Whatever the validity of such experiments may be, there is nothing simple or self-evident about the idea that one can see oneself in the image reflected in a mirror. The problem is not that the outer surface always belies the more authentic inner depths, but that that inner self is itself fragmented, socially distributed, and non-identical from moment to moment (Lacan 2006). To recognise oneself in a mirror is undoubtedly to prove that one has a concept of self, but it is also to admit that one has been seduced – despite abundant experiential evidence to the contrary – by an illusion of wholeness, autonomy, and self-similarity. It is to be lured by the eye into a trap of one’s own making.
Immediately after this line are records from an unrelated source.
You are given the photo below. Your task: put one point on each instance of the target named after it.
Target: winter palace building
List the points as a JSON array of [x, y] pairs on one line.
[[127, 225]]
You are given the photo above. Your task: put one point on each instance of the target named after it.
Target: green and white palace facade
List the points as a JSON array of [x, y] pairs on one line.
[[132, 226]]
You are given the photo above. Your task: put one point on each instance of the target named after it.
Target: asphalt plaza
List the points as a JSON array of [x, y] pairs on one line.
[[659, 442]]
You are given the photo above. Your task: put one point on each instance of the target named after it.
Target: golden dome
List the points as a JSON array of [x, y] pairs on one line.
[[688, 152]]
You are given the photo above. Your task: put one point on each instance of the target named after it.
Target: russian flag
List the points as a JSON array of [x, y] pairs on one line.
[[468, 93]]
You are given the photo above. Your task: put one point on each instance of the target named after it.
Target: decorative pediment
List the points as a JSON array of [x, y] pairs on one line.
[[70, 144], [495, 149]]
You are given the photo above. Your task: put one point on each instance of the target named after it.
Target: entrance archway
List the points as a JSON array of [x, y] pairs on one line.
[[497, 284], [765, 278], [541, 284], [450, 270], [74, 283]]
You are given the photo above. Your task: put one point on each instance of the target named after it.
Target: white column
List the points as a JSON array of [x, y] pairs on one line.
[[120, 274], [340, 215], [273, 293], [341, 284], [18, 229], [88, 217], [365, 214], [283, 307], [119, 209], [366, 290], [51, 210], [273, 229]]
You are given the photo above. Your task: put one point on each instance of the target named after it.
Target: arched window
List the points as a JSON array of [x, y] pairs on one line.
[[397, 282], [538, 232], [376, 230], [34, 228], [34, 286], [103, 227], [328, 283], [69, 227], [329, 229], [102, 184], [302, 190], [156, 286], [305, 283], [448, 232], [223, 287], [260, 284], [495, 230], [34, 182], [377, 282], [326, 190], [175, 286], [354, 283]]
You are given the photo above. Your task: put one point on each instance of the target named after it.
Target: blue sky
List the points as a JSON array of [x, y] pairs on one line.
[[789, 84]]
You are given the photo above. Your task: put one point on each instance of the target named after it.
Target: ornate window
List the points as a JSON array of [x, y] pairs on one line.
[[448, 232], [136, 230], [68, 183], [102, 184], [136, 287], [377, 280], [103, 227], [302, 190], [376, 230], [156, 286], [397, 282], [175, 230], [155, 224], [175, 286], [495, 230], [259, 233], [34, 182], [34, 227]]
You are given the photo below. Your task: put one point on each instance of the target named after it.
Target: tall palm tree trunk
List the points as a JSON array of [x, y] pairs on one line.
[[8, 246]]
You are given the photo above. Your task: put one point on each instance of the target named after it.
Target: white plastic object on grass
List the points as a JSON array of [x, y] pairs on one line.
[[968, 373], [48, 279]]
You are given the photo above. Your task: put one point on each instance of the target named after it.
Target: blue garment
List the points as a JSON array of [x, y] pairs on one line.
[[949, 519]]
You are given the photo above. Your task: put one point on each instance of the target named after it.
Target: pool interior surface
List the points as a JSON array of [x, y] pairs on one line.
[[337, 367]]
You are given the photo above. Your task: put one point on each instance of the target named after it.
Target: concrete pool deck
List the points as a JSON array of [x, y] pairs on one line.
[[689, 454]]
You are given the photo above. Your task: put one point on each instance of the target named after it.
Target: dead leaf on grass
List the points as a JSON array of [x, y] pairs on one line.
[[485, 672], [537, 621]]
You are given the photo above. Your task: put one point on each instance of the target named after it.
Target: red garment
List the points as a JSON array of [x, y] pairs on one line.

The experimental situations in which mirror self-recognition is tested are just such traps, into which certain animals called scientists invite other animals to fall. Those who do fall are counted as conscious kin. Those who do not are consigned to unconscious animality, to that part of the living world that is, in the words of Georges Bataille, ‘in the world like water in water’ (Bataille 1989: 19; see Tyler 2005). Both grouse and grouse researchers misrecognise themselves, then, if in different ways. Which is the more fundamental error: to mistakenly think one is confronted by another, or to mistakenly think one is confronted by oneself?

Thus, the image of the grouse that is reflected in the mirror trap becomes both partial and multiple, as do the images of all those animals whose vulnerabilities, capabilities, and habits have been exploited by myriad ingeniously designed traps over the millennia. We construct a world of traps that depend on others being unable to recognise themselves just as we do, and then we take their failure to do so as a sign of our superiority and our right, and perhaps even our responsibility, to keep constructing. Our treasure-trove of animal worlds in reverse is revealed to be an embodied collection of misrecognitions – effective, certainly, but hardly the veridical map of otherness it first seemed to be. Certain trappable individuals become objects of knowledge-making, while others live out their lives ‘on the margins of what is knowable to the human’ (Law and Lien 2012: 373). The box is filled with those who fit in it, while the rest remain outside.